Maybe it would confuse him, split his rage.

It was possible I just put Cam in danger too. But if Ritchie left to try to get Cam and bring him back as well, it gave me a chance to get up and get away, get help for myself and for Cam.

“Liar,” he hissed, his eyes igniting.

“I wasn’t happy with the ad,” I admitted. “But I was going to use it. Cam told me that we couldn’t run it. He said it would hurt the brand,” I told him. There was no false note in my voice because I was telling the truth.

Ritchie glared at me for a long moment.

“No. He would never.”

“He did. Why do you think he was there when I fired you? I don’t usually even do the firing at the company.”

“No… he wouldn’t do that to me,” he said, shaking his head.

It felt wrong to do this, to poke at someone’s clear mental health issues. But this was life and death for me.
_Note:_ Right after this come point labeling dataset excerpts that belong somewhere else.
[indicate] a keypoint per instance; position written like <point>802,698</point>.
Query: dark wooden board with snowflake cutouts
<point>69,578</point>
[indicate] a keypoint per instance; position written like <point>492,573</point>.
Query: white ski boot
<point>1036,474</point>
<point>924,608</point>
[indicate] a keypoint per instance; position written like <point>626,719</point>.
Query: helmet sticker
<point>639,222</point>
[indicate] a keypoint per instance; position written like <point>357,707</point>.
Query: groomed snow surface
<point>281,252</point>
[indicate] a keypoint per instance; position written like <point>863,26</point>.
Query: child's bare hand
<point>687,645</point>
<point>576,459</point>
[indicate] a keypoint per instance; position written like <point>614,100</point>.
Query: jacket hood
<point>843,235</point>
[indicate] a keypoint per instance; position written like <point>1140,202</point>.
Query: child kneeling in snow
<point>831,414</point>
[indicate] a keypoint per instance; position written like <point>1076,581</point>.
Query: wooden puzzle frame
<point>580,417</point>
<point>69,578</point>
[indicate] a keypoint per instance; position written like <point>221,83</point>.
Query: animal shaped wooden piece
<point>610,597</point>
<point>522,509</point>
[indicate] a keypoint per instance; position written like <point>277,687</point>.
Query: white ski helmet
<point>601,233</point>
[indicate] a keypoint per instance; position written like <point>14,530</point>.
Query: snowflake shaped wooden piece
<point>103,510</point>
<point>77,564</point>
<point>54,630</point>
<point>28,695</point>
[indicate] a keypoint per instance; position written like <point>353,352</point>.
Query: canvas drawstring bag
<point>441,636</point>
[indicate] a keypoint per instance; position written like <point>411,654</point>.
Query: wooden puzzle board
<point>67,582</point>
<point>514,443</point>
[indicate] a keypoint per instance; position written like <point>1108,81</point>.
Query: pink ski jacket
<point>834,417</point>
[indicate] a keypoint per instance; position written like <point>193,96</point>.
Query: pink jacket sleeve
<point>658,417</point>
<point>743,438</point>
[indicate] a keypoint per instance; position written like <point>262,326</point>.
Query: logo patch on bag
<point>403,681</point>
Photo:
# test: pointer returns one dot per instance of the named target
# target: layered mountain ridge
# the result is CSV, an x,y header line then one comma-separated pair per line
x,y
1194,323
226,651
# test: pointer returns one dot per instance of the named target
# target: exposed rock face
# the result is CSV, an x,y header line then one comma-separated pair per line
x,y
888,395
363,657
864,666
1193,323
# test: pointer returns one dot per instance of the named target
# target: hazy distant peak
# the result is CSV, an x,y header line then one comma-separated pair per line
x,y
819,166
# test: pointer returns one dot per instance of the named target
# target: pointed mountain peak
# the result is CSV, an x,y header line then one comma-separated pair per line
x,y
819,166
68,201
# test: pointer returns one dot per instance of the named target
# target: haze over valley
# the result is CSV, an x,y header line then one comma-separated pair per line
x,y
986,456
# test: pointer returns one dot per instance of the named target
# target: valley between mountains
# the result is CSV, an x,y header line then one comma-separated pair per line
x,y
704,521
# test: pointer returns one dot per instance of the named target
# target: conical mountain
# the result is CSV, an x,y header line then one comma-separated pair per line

“How soon after getting fired did you get this fancy studio?” I asked, looking around. “Looks like a guilt present to me.”

Ritchie’s own gaze moved around, and I could see the truth in his gaze, could see the timeline lining up.

“He said he believed in my art,” Ritchie said, and I had to fight against feeling bad for the sadness in his voice.

I couldn’t empathize with him.

That would make it harder to do whatever I needed to do to get out of this situation.

“Does he have any of it in your apartment?” I asked, knowing that he didn’t. Because abstract wasn’t Cam’s style. I’d been to many an art opening with Cam as my date. I knew what he liked. This was not it. He would do everything he could not to have it hanging in the apartment.

“Yes,” Ritchie said, chin jerking up.

“Really? Where?” I asked, having been to their apartment many times. “In the master bathroom? Where no one else would have to see it?” I added, really driving the knife in.

For a second, devastation crossed Ritchie’s eyes as he realized that Cam had been lying to make him feel better. Instead of actually loving his art.

To me, it was actually kind of sweet of Cam. To try to show support as best he could even though it wasn’t his cup of tea.

To Ritchie, though, it seemed like the ultimate betrayal.

The devastation was quickly replaced with anger, and I braced myself for the brunt of it.